Newcomer Amy Kedron, a Democrat who did not face a primary challenge, will also be on the ballot for this seat in November.

Wengay Newton proves incumbency has advantages in HD 70

Incumbency has distinct advantages, as Wengay “Newt” Newton won another term in House District 70 – despite a serious challenge from aggrieved St. Petersburg Democrats.

Given that there are no contenders from any other party, the primary decided who will serve the heavily Democratic district seat.

Yet, if there was a primary for St. Petersburg politicos to watch, it was this.

With echoes of the bitter 2017 mayoral contest, a big question was whether Newton, a Democrat, had a liability on his hands after vocally supporting former Mayor Rick Baker, a Republican, over current Mayor Rick Kriseman, a Democrat.

Challenging Newton were first-time candidate Keisha Bell and Vito Sheeley, who had served as an aide to Democratic U.S. Reps. Cathy Castor of Tampa and Charlie Crist of St. Petersburg, as well as Crist’s predecessor, former Republican U.S. Rep. David Jolly of Indian Shores.

In the end, incumbency won out: Newton took 51 percent of the vote, compared to 34 percent for Bell and 15 percent for Sheeley.

When it comes to core Democratic issues, the candidates weren’t exactly on opposite ends of the spectrum. All were in support of boosting education as well as public housing funding, expanding Medicaid and challenging pro-gun legislation like “Stand Your Ground.” A lawyer and St. Petersburg Chamber of Commerce member, Bell added reproductive rights to the list and vowed to make anti-discrimination legislation a priority if elected.

Still, Kriseman allies appeared to go all-in for Sheeley.
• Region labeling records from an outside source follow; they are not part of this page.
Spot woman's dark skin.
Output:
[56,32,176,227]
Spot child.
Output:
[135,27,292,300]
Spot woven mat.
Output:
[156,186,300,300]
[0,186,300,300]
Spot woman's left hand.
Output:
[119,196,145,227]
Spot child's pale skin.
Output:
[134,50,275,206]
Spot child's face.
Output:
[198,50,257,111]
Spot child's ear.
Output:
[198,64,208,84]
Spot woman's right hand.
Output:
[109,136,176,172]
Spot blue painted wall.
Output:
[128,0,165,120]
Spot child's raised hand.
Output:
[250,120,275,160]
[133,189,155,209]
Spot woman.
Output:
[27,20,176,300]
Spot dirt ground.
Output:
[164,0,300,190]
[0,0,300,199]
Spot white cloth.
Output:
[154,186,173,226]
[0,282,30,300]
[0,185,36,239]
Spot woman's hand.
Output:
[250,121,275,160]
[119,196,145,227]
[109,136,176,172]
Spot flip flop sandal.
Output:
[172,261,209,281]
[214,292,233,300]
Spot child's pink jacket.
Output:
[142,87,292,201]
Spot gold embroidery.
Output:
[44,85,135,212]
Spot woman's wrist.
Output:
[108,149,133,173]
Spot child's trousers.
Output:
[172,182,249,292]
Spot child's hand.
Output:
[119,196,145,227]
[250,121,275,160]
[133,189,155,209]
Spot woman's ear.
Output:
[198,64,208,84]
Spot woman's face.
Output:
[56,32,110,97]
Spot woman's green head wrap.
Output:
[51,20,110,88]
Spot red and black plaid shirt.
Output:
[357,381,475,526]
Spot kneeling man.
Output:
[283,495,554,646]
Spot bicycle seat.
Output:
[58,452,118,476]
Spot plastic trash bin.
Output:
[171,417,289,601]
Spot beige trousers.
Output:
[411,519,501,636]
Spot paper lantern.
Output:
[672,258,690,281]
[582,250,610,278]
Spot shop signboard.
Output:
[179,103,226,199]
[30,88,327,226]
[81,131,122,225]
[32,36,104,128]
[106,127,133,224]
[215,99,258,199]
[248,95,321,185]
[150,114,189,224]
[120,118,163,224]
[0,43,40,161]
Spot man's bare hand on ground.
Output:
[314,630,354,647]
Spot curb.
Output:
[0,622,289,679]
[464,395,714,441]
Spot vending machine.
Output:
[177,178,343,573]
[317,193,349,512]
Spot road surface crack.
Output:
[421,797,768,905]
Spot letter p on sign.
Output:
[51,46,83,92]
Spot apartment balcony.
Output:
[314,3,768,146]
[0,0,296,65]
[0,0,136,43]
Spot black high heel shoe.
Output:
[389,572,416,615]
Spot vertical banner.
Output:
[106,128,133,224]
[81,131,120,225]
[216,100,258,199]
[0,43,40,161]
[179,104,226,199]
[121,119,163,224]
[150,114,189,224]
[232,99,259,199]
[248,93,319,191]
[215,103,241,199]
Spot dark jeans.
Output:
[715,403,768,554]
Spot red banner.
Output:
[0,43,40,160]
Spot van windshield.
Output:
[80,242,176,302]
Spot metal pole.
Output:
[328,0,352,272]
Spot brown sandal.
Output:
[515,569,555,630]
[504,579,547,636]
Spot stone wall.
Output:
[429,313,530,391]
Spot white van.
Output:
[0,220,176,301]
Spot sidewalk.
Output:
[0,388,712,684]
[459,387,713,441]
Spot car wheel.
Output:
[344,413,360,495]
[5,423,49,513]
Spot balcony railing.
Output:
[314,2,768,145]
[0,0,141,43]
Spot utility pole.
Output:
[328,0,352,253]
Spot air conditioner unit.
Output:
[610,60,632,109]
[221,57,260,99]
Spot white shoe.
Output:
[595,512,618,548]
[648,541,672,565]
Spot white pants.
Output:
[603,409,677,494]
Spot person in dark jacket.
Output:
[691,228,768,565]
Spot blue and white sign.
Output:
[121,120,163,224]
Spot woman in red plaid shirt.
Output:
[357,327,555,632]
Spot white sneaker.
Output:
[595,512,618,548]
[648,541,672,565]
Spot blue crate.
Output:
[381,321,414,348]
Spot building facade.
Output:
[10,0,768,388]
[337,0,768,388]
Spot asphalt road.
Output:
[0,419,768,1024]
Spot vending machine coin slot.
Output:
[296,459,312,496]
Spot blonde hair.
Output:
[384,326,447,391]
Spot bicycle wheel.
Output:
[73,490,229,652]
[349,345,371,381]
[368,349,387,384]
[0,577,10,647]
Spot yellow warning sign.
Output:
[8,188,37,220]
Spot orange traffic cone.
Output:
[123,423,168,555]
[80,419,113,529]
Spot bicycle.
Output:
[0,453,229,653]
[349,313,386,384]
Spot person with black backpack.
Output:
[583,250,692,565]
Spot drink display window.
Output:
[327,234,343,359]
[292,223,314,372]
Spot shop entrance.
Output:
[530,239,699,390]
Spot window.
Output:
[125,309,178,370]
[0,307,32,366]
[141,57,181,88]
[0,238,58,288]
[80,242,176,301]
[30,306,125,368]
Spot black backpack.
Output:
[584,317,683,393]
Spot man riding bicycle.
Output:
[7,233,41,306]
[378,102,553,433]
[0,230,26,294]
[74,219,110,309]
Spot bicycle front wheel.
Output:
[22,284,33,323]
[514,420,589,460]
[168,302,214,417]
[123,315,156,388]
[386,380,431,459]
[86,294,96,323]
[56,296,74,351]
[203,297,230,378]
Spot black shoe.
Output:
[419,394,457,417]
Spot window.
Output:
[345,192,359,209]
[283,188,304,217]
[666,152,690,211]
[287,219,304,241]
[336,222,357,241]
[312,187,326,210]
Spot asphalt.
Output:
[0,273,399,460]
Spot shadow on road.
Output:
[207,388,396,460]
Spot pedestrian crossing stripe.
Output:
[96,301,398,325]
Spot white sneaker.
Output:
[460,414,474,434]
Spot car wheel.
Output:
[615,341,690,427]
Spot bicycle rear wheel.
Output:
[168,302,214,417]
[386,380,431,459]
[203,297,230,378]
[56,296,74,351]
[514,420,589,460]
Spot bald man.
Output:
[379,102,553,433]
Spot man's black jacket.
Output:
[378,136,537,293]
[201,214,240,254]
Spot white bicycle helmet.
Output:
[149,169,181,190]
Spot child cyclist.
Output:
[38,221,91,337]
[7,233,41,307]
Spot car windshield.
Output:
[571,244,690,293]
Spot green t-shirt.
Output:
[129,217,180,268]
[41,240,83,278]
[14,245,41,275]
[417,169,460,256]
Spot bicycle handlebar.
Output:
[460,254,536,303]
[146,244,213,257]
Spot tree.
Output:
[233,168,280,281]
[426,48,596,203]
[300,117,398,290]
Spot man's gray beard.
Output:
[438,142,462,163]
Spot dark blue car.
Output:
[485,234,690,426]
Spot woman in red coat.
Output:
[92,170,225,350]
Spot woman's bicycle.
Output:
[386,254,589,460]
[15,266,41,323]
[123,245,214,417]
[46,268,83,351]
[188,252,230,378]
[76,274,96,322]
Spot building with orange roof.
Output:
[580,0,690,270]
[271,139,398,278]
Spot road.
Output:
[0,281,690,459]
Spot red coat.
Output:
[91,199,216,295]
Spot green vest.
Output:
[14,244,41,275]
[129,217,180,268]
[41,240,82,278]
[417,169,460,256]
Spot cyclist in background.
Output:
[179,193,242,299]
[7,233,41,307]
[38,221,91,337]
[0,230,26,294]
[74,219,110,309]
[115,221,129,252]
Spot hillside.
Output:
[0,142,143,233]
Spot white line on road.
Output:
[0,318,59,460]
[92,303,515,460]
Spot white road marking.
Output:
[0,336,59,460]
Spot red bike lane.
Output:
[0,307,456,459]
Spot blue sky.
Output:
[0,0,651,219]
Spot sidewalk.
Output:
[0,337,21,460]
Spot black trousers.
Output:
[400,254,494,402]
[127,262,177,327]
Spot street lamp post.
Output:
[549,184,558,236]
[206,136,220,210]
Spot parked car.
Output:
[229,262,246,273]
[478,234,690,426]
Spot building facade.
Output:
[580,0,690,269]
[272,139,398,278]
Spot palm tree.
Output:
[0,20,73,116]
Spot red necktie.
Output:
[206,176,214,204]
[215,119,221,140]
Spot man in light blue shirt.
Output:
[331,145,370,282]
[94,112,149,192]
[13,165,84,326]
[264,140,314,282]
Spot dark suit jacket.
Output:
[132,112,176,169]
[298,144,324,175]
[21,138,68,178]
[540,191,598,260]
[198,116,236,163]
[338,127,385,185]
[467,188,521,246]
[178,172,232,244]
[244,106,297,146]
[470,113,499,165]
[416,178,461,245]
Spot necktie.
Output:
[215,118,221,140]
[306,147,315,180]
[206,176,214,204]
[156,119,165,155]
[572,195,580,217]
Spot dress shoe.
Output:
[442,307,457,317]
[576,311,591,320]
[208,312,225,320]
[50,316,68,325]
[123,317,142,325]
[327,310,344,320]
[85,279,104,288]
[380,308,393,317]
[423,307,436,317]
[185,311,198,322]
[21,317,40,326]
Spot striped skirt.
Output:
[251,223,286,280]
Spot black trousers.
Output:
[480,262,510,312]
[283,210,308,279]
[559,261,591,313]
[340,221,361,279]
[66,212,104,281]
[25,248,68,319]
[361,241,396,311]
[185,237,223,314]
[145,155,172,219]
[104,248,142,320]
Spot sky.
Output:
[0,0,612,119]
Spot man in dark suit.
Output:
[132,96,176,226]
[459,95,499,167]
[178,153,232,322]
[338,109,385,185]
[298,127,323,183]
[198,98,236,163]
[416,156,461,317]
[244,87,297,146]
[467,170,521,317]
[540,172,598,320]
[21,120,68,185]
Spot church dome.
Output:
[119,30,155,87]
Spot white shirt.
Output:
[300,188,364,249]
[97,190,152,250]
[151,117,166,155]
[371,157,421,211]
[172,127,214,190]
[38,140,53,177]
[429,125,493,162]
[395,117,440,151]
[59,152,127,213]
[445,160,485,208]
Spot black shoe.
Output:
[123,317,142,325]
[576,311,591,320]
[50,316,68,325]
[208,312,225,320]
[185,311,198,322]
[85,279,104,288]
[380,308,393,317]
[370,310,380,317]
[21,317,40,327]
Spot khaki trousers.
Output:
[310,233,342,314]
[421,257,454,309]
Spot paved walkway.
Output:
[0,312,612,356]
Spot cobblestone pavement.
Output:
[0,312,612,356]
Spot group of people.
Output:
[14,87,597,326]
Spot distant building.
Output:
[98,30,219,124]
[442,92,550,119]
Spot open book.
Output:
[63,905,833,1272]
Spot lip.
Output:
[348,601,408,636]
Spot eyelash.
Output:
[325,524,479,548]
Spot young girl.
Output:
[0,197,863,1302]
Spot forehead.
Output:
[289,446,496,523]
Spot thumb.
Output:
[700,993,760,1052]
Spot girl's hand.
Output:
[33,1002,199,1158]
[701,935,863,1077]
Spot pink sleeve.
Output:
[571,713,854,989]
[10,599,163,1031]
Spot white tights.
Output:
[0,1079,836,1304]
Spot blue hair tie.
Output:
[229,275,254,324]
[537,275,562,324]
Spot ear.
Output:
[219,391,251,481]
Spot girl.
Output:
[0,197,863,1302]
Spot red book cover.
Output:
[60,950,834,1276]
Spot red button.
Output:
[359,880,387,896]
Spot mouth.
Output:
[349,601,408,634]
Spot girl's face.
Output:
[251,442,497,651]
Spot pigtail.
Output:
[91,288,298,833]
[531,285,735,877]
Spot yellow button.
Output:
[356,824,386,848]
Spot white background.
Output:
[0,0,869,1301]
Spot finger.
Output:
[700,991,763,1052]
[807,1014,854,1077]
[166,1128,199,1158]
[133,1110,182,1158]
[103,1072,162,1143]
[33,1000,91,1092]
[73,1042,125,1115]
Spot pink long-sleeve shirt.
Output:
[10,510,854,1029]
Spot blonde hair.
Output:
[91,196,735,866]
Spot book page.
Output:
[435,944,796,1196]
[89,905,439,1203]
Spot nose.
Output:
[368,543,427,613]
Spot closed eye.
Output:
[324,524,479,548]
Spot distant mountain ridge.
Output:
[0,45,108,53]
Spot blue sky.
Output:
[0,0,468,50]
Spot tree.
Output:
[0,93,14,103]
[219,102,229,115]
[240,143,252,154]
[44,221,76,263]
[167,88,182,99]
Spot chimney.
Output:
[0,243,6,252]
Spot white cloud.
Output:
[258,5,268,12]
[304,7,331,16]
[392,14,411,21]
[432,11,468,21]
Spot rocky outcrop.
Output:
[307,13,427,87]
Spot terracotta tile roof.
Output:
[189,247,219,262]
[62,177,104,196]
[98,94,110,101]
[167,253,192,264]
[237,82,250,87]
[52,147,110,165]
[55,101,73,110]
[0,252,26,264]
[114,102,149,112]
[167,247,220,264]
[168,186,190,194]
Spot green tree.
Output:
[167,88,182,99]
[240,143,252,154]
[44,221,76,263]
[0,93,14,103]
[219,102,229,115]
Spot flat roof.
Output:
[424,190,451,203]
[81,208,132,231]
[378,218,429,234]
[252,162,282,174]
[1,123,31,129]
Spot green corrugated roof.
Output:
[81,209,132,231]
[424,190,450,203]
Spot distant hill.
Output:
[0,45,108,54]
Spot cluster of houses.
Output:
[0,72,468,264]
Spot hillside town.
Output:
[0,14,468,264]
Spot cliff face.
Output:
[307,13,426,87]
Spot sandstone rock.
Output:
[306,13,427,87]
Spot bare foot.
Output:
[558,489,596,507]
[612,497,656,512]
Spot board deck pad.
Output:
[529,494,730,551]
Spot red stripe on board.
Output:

He landed endorsements from Kriseman as well as Pinellas County Commission Chair Ken Welch, St. Petersburg City Council Chair Lisa Wheeler-Bowman and School Board Member René Flowers.

Newton, meanwhile, scored a recommendation from the Tampa Bay Times.

Newton ended up with around $79,000 in the bank, while Sheeley and Bell raised about $27,000 and $13,300, respectively.

Newton was elected to his seat in 2016. HD 70 comprises parts of Hillsborough, Manatee, Pinellas and Sarasota counties.

It’s a predominantly African-American district that votes overwhelmingly Democratic (Newton beat out a Republican opponent for the seat in 2016 with more than 75 percent of the vote). The lack of an opponent from any other party opened up the District 70 primary to all voters within its boundaries, though it’s unclear whether that would have had much impact on the outcome of this particular race.